Experimentation: it’s all good
By Jon Host, ex-staff writer
A golden era has come and gone; the cavalier attitude that once flourished in this country now only exists in poorly conceived movie plots and late night MTV programming. The American populus, which at one point engaged in such gallant activities as picnicking, frolicking, and revelry, now instead vicariously experiences fun through the E! channel (the E! stands for Entertainment). The Sports Utility Vechicle has been converted into a stylish mini-van. There is a ban on nuclear testing. Even our own president, a bastion of integrity, is castigated for innocent college-day experimentation. Americans have nurtured a conformist attitude, where risk-takers are scorned for their unnecessary and dangerous deviations. We have turned our backs on a pragmatic background; a history full of innovators, trend-setters, and trail-blazers.

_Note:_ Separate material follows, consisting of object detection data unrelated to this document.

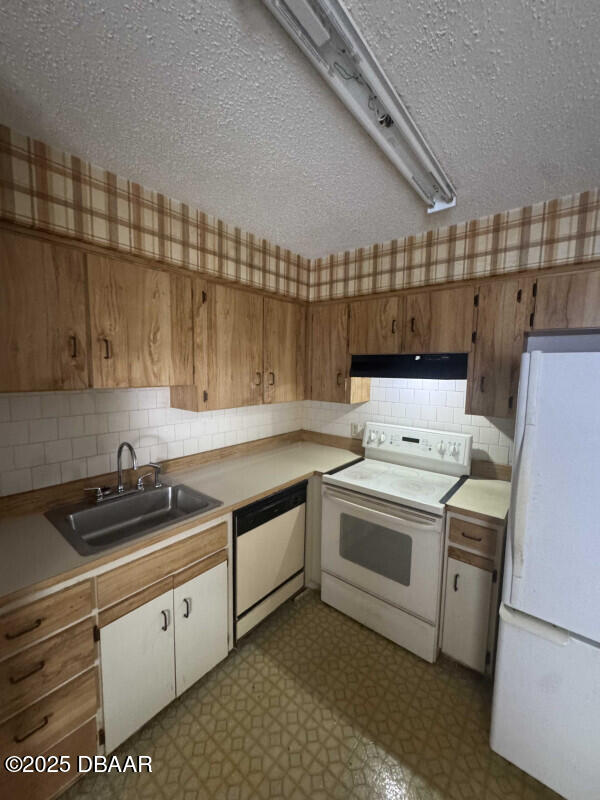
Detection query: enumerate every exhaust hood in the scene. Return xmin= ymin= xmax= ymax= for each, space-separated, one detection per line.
xmin=350 ymin=353 xmax=468 ymax=380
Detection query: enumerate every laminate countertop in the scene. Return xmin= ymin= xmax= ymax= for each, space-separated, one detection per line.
xmin=446 ymin=478 xmax=510 ymax=522
xmin=0 ymin=442 xmax=358 ymax=603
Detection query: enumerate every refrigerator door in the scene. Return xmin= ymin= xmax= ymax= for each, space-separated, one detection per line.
xmin=490 ymin=605 xmax=600 ymax=800
xmin=504 ymin=352 xmax=600 ymax=642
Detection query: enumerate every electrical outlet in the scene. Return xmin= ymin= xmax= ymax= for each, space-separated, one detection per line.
xmin=350 ymin=422 xmax=365 ymax=439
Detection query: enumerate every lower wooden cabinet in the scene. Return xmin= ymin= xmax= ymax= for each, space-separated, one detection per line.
xmin=442 ymin=558 xmax=492 ymax=672
xmin=100 ymin=561 xmax=228 ymax=753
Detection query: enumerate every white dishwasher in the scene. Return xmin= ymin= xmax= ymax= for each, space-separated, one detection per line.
xmin=233 ymin=481 xmax=307 ymax=640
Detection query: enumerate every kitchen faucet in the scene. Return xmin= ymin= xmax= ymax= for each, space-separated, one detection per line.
xmin=117 ymin=442 xmax=137 ymax=494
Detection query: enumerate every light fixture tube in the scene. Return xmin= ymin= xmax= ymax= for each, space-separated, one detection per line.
xmin=263 ymin=0 xmax=456 ymax=213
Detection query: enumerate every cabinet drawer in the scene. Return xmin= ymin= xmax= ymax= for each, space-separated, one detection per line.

Experimentation is essential to progress. “Nothing ventured, nothing gained,” observed Benjamin Franklin, himself an eccentric risk taker and hemp advocate. Chances must be taken in order for advances to be made, even when the results may be sometimes disastrous. We must make mistakes before we learn from them; it is the “try, try, try again” mentality which drives success. One must be ready and willing to explore whatever confronts him in life. Where would we be today had Louis Pasteur been afraid to touch a cow’s udder, or if Anhieser Busch had been respectful of prohibition laws? We’d be unpasteurized and sober, that’s where!
Robert Frost wrote in his poem The Road Not Taken, “I took the road less traveled by, and that has made all the difference.” Apparently, Frost believed that he chose a non-conformist path in life by pursuing a career in poetry. In truth, Frost was no trail-blazer; he even admitted that both roads looked just as worn. In my opinion, Frost would have been taking a real risk had he bust out a machete and started hacking away at “the undergrowth.” True, he might have gotten lost or drowned in quicksand, but he just as easily could have found El Dorado, or even better, one of those hidden cabins with a spa full of babes like in the Budweiser commercials. Then he would have had something to reflect back upon. I mean, how intrepid does Marco Polo really seem crossing the Silk Road after comparing him to Columbus, who had the balls to sail off the edge of the earth, not to mention score with the queen of Spain?
Ok, somehow I seem to be losing my point. I’m not saying that one should be proud of the stinging sensation he feels while urinating. Nor did I intentionally imply sexually transmitted diseases to be an appropriate topic of discussion with one’s grandchildren. Let’s simply forget that I brought those things up at all. Let’s instead refocus on the real argument here- taking chances and making advances. With the end of Manifest Destiny and the Cold War, Americans have a lot of pent-up necessities to satiate. These inherent desires can either be expressed in an unhealthy manner, in such activities as LEGO porn (as seen in the above picture), or they can be fulfilled in a more salubrious fashion, resulting in invention, pride, or other beneficial accomplishments. A puritanical denial of our own nature is wrong in both principal and practice.
One should be able to live a life conducive to filling the pages of his or her respective biography. Without the allowance of experimentation, our lives would be reduced to indistinguishable resumes in an applicant pool of the entire world.


3 responses so far ↓
AJS // August 3, 2007 at 11:15 pm |
Aw… High school Jon couldn’t spell heroin.
AJS // August 3, 2007 at 11:31 pm |
Also, that’s some hot Lego porn. Reminds me of my Erector Set.
J // August 5, 2007 at 10:40 pm |
I’m not sure if I go looking for stories to tell, or things just happen to me. I prefer to not do the same thing all the time (except the gf, I don’t mind doing her). Life is way more interesting when you go against the norm. However, I’ve come to realize that I have a decent amount of cautionary tales and that people should listen to me when I tell them to be careful.